The hymn says, ‘Count your blessings, name them one by one, and it will surprise you what the Lord has done.’
When Psalm 78:11 gives the sins of the people of Israel, it says one of them was that they ‘forgot His works And His wonders that He had shown them.’
They forgot, because they did not stop, and take the time to reflect. God gave them feasts, Sabbaths, festivals to reflect, if they couldn’t do it on their own.
If you are too busy to stop and think about what Christ has done for you – you are too busy, period! Something needs to change in your life. Something needs to be scaled back. Something needs to be sacrificed. Because God wants you to be able to stop, return, in your mind and reflect on His goodness to you.
4. To be thankful, you must humble yourself.
This man comes back to Jesus and what does he do? He falls on his face. He humbles himself in a public act of gratitude. He says to everyone watching, ‘I am what I am because of Jesus Christ.’
Saying thank you from the heart is humbling yourself. Gratitude is admitting that you have received grace. You didn’t deserve it, but an act of kindness has been done to you.
Pride cannot say thank you except through very tight lips. Pride does not want to see itself as a recipient of mercy. A man who thinks the world owes him everything does not feel gratitude; he in fact feels frustrated that more people don’t serve him on his time more often.

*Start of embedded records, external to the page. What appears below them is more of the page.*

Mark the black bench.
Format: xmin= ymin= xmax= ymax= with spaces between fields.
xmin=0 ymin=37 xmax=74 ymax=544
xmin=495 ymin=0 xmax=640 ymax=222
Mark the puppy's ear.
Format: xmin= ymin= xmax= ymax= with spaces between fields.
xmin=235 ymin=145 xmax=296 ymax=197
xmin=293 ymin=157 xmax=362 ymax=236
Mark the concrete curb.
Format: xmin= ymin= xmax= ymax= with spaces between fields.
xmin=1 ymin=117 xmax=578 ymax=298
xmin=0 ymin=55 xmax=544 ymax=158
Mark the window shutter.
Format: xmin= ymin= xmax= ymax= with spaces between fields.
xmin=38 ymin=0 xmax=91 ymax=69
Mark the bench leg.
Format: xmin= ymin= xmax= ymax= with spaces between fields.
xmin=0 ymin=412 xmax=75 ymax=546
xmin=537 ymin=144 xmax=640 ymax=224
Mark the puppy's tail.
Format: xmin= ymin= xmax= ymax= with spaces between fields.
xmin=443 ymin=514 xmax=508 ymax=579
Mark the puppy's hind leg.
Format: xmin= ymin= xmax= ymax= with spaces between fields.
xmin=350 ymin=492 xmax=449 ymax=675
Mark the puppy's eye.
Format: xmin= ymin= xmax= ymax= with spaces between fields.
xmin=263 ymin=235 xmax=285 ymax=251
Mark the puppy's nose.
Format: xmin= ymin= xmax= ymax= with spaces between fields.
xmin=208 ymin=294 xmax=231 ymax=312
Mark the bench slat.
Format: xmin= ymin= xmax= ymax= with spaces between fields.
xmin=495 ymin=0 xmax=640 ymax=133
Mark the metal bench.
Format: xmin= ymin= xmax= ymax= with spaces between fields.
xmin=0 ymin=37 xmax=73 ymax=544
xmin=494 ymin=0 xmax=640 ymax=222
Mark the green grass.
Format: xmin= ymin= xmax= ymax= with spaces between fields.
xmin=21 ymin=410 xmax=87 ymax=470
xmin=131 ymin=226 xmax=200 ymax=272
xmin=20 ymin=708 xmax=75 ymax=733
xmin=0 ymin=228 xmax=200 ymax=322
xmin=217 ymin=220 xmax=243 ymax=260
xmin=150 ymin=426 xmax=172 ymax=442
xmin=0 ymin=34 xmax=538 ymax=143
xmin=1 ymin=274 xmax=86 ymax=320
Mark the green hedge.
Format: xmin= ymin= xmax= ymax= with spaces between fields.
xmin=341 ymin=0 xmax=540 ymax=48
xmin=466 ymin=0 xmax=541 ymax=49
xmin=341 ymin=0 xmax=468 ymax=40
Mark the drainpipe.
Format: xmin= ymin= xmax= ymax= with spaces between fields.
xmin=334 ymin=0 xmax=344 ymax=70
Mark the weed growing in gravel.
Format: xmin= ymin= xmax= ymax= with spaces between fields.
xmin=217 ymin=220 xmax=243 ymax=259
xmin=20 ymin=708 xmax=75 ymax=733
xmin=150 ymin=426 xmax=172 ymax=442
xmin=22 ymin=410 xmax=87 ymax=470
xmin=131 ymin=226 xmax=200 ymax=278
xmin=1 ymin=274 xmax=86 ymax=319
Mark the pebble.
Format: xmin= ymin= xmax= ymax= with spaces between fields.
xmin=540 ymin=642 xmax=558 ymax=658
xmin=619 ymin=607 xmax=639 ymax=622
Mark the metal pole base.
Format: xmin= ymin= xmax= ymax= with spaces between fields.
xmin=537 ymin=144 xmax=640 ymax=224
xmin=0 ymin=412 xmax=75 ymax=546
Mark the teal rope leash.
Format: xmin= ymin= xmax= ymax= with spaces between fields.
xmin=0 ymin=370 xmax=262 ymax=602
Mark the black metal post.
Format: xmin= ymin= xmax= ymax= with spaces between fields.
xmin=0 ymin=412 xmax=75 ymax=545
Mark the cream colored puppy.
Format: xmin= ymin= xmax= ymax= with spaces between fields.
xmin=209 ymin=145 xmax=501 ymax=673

To do the previous two things, you need humility. To recognise you have received mercy means you must humble yourself. It’s interesting, but the previous parable Jesus taught teaches something about humility, which is relevant. He says a servant doesn’t deserve a thank you for doing his job, that’s what he is there to do. When we see ourselves as we should, we will not stand around with our hand out waiting for God to tip us; we will say, ‘We are unprofitable servants – we’ve done what we were supposed to do.’ And yet, all around you, you will see that God has blessed you and blessed you and blessed you.
It also takes humility to be willing to stop and reflect. Proud people are so self-absorbed, they will tell you they don’t have time to stop and think about God’s work in their lives.
You see, the nine would have told you, ‘Sure, we’ll thank Jesus, later, but right now we’ve got to get to the priest. Right now, we need to do the most important thing.’ And would they have ever got to say, ‘Thank you?’
Gratitude becomes a neglected duty, when we are too concerned with getting ahead, and not humbling ourselves to acknowledge who is letting us get ahead, who is enabling us to make progress, who is keeping us alive to see each of these days.
We look at these men and we shake our heads, but they are pictures of us. Notice again, it is a Samaritan who is doing right, and the people of God are doing wrong. It was the priests and the Levites that left the man on the side of the road and the Samaritan that helped him. And it is a Samaritan that returns thanks. The rebuke is to God’s people. You of all should be a thankful people.